外見的特徴には俺の瞳が真っ赤に繁殖し、礼の体の一部が赤黒く脈打つように光るのだとか。因みに礼曰く、俺の瞳が燃えて視えるだそうだ。
そしてこの半透明な鎖は、物理的干渉が当人以外出来ないのだ。正確には俺ら二人の内片方が干渉しようとする意志によって持つことが出来る。
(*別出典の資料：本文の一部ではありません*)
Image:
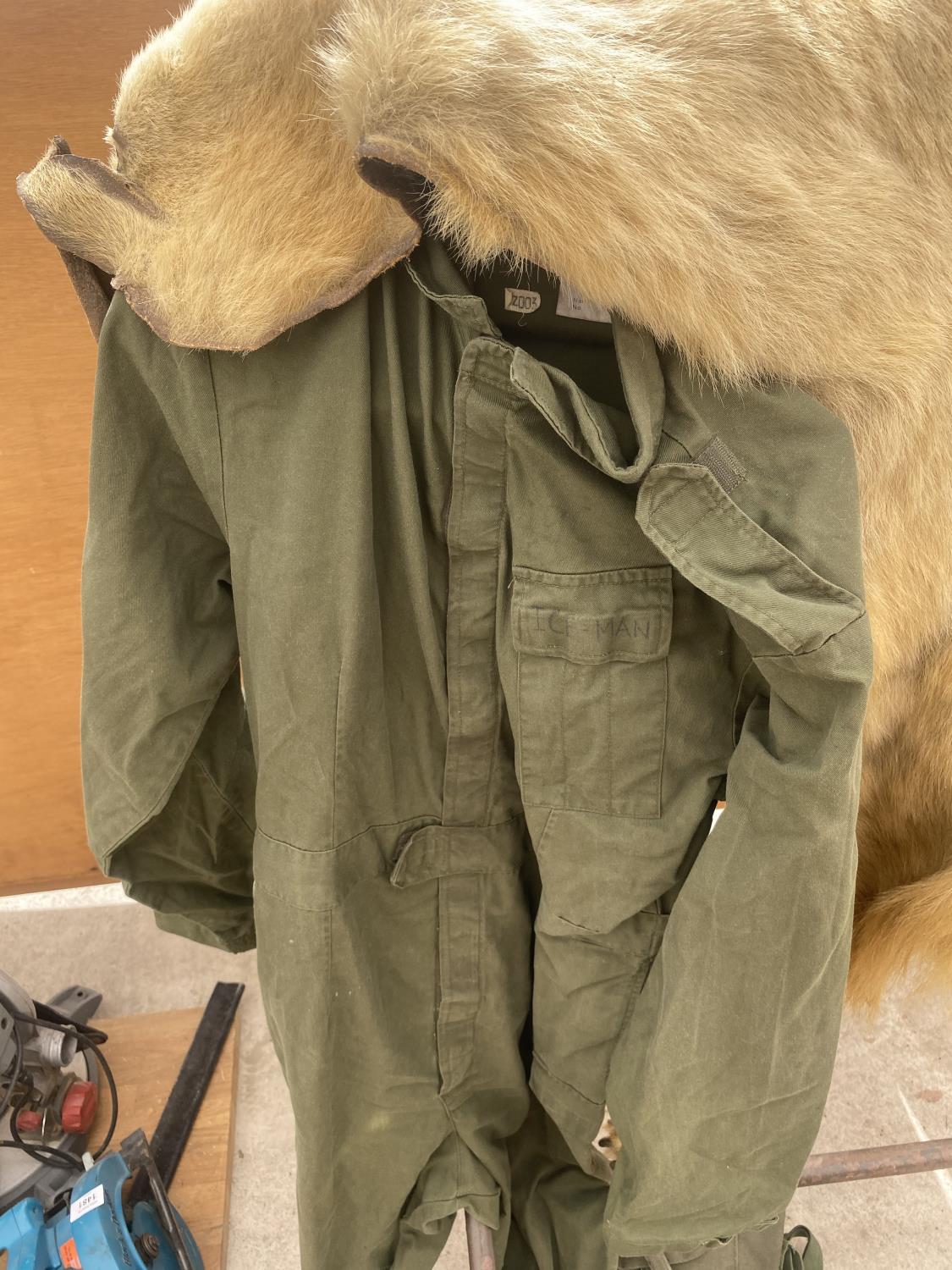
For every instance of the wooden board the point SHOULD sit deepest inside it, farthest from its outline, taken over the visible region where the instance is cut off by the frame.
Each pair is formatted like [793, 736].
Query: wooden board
[58, 68]
[145, 1053]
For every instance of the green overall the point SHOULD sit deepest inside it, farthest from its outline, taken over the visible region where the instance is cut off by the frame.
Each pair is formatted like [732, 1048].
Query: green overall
[515, 599]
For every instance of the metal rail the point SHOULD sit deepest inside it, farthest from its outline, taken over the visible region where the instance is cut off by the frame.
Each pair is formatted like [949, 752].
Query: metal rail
[894, 1161]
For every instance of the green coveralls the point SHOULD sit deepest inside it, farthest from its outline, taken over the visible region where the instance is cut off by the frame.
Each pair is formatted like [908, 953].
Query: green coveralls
[513, 611]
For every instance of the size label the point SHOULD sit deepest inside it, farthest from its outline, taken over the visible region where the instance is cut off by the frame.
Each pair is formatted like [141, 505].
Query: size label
[522, 301]
[86, 1203]
[573, 305]
[69, 1256]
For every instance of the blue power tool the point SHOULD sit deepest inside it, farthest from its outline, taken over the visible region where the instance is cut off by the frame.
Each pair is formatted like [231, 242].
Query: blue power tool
[96, 1231]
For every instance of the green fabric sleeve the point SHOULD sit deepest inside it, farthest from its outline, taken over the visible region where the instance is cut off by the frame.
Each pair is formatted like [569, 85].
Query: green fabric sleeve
[168, 765]
[730, 1046]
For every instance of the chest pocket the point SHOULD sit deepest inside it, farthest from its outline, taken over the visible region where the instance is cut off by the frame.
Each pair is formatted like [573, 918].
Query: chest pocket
[592, 693]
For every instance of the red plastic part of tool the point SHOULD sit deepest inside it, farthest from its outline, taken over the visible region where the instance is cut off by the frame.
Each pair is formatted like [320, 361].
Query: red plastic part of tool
[79, 1107]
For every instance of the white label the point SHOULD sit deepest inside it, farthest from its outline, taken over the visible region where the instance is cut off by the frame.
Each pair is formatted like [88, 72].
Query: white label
[573, 305]
[86, 1203]
[522, 301]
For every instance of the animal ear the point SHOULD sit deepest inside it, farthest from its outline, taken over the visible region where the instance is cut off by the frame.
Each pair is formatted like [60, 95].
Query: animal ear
[86, 208]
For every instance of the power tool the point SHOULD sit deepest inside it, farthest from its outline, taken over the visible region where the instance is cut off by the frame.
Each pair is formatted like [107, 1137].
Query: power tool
[96, 1231]
[111, 1211]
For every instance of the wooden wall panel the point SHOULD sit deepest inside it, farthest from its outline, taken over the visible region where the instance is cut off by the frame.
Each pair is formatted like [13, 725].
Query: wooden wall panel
[60, 69]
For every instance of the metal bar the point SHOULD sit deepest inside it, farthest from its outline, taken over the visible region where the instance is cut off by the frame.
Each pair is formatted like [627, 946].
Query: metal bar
[894, 1161]
[479, 1244]
[137, 1156]
[190, 1085]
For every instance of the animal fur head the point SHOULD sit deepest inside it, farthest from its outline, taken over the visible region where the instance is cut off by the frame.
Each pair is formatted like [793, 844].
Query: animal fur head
[764, 183]
[720, 170]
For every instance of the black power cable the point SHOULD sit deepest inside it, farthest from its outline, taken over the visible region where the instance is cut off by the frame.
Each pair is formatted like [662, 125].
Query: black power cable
[84, 1041]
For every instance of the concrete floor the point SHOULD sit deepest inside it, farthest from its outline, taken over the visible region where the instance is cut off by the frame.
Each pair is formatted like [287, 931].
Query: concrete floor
[893, 1084]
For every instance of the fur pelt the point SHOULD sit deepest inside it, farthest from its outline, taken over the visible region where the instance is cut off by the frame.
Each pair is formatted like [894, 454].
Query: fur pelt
[764, 183]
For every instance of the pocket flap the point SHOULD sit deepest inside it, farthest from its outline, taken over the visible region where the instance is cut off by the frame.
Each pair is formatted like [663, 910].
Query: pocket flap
[619, 615]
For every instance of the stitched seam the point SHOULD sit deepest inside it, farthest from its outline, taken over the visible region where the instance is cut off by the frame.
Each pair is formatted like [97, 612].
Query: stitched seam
[221, 794]
[221, 450]
[495, 686]
[523, 573]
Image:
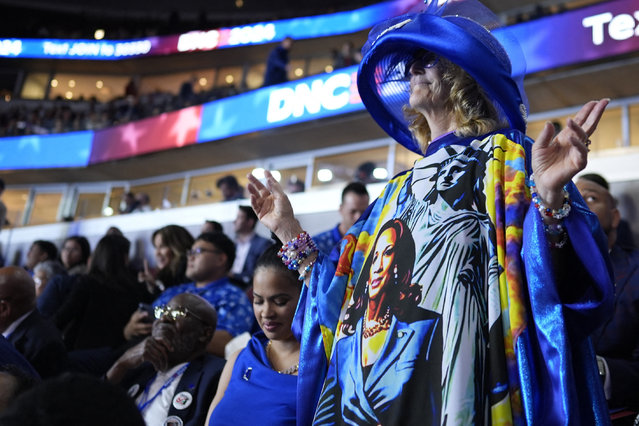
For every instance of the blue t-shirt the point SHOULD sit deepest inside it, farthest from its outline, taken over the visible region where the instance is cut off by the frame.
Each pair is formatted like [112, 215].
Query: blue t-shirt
[234, 310]
[256, 394]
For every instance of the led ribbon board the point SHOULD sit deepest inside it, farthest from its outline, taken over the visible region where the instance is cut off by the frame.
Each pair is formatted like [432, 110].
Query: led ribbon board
[586, 34]
[260, 33]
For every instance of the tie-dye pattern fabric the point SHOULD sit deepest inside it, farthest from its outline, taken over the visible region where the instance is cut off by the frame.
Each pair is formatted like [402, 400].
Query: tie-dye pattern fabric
[476, 330]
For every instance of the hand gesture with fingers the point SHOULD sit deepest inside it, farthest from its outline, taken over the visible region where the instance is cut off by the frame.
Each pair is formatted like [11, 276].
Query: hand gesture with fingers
[556, 159]
[273, 207]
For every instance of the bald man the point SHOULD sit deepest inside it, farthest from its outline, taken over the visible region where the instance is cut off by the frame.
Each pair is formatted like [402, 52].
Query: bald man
[31, 334]
[617, 340]
[169, 374]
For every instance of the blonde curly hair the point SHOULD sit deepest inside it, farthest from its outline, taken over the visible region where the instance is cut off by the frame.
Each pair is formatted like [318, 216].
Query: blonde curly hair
[474, 113]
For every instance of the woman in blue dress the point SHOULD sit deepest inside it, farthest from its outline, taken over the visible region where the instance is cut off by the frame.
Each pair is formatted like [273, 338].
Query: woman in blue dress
[259, 383]
[511, 267]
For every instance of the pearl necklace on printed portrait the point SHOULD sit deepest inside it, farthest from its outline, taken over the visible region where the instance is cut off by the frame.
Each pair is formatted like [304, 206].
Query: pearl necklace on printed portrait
[373, 337]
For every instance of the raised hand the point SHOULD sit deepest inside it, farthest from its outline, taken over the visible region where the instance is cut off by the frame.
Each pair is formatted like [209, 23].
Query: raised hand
[139, 325]
[556, 159]
[273, 207]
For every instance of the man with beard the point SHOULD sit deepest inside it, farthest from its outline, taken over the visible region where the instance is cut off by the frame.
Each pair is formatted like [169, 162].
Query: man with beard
[169, 374]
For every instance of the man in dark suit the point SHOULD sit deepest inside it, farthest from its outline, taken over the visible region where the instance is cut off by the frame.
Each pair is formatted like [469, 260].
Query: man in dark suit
[616, 342]
[20, 322]
[248, 246]
[169, 374]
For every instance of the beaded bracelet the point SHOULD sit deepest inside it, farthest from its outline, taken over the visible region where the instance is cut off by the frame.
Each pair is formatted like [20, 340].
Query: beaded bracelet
[558, 214]
[555, 229]
[306, 270]
[295, 251]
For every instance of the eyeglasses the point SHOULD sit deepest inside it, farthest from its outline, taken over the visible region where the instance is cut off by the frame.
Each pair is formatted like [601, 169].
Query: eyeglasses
[422, 59]
[200, 250]
[175, 313]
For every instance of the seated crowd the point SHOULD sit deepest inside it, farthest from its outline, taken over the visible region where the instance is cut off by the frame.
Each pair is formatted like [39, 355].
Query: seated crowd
[74, 317]
[159, 333]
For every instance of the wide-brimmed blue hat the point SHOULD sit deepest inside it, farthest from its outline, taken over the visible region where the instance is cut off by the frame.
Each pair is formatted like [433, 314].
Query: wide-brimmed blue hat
[463, 31]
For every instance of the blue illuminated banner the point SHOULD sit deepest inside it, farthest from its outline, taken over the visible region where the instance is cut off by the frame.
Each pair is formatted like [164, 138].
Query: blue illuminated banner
[46, 151]
[259, 33]
[294, 102]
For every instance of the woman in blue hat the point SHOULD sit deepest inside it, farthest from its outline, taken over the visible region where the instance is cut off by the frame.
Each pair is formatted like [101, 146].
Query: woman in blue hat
[510, 265]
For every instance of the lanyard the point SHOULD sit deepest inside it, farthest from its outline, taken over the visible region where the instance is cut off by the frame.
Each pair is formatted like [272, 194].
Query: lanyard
[144, 402]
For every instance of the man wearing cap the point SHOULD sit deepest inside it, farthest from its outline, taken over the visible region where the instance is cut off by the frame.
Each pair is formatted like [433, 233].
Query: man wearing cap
[169, 374]
[497, 266]
[615, 343]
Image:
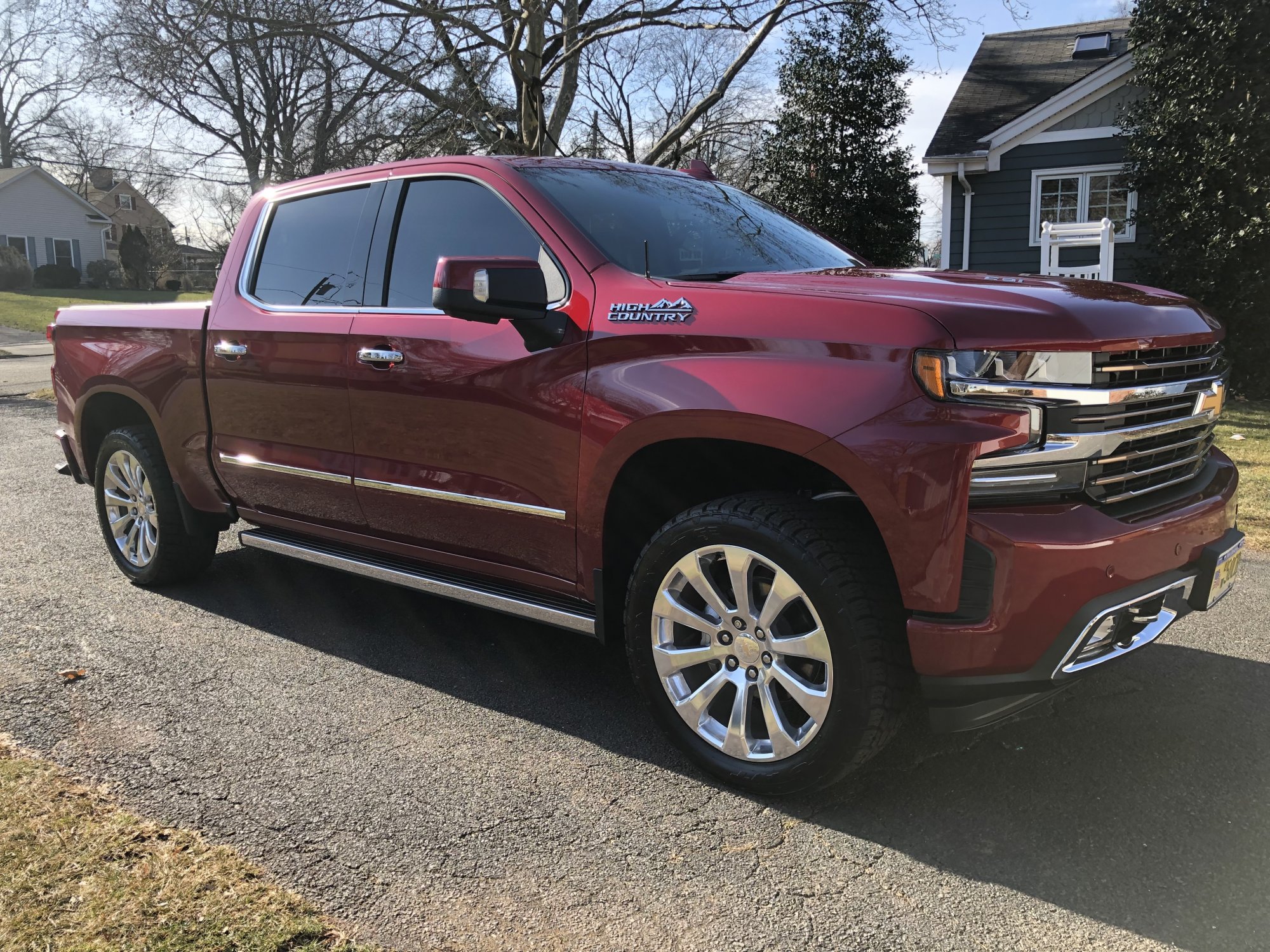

例えば、礼が屋根の上に飛び移り鎖を引っ張るとしよう。その際引っ張る直前まで物体がないが、引っ張た瞬間感触があり自分が上に引っ張られると。
乱雑に言えば、移動手段に使えるわけだ。
また、何かに引っ掛けようとすれば出来る。
また、壊そうと奮闘したが結果は無傷に終わる。
そうして、魔眼が切れた時と同時に消え去っていた。
「まぁ、光の巨人より二分間多く戦えるんだからいいんじゃない?」
「後遺症がこんなんじゃなければ使えたんだろうな!」
「処理を平行世界のマスターに任せてるのにどうして!?」
「すっごいコア数があるCPU積んで複数のタスク処理できると言ってもモニターは一つ。だから表示できる数は制限がある……そう考えれば
そんな妹の発言がどんどん朧気になってくる。
瞼が落ちる。
「あ、あに!?れいちゃん兄の事室内に運んで。私は…………」
そうして意識は沈んでいった。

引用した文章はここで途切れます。